Since I’m on the subject of a State of the Union’s substance, there are actually three versions. The first version is the leaked passages dribbled out to the press prior to the address. The second is the version placed on members’ seats and handed to the press that contains the unabridged address for their edification, the historical record, and opposition researchers. The final is the edited address—a script, really—for the president to recite within the confines of the televised time frame. The president can ramble longer, as was Bill Clinton’s wont, and the press won’t pull the plug, as it would upset the tens of viewers who remained rapt by the “pageantry.”

OK, I know what you’re thinking. If the Address is printed in full, why don’t legislators just stay home and read that? Why do so many feel compelled to attend? 

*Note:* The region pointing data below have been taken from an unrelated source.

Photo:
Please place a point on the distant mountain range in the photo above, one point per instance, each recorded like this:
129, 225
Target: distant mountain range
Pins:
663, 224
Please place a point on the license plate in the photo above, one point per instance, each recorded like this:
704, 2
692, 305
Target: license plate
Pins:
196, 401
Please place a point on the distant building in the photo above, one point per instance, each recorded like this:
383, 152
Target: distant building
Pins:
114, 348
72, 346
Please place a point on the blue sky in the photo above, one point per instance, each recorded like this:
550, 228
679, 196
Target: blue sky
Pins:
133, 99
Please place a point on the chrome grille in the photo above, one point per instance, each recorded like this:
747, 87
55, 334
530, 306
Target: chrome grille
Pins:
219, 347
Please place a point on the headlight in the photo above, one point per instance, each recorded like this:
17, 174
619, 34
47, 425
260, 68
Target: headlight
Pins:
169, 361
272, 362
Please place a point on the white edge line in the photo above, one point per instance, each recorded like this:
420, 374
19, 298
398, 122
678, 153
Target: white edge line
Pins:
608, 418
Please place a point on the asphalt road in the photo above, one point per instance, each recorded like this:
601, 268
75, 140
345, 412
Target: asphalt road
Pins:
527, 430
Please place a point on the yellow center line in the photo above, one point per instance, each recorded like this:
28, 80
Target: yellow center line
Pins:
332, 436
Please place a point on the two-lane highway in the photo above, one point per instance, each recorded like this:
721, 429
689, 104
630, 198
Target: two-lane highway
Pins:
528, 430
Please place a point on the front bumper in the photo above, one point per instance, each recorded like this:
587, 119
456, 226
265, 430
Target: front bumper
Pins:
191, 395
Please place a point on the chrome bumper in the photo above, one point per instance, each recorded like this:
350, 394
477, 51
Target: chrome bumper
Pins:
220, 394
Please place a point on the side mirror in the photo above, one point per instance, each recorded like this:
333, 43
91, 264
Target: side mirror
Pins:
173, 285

First, see above about politicians, primetime pimping, and temptation. Second, many believe their constituents expect them to attend. Again, legislators asked for the job and must do their duty—or at least give the appearance they are doing it. In many ways, an elected official attending a State of the Union is akin to participating in parades. The only thing the public likes less than a politician being in their parade is the politician not being in their parade. Yet most people actually like watching parades.

Once more, I note that I no longer carry the duty to endure a “State of” address at any level of government. And, not having a room in need of painting, I spent a pleasant evening watching a new Vera murder mystery on BritBox. At least in this theatrical production, crime doesn’t pay. (Looking at you, “Big Guy.”)

During the climax, as Vera and her team zeroed in on the guilty party, suddenly my phone vibrated with an incoming alert. It was Andrew Chalfant. Had he changed his mind about watching Biden’s speech? Had his curiosity gotten the better of him and resulted not in his edification, but in a bout of ulcerous indigestion for having witnessed a compromised president casually and repeatedly dissemble to the American people? 

Bluntly, he stated: “That stuff always seems to dry a shade darker than when it’s applied.”

True enough. I was glad to know that in his wisdom, Andrew stuck to his disinterested guns; and in his choice of paint he, unlike Biden, didn’t whitewash anything.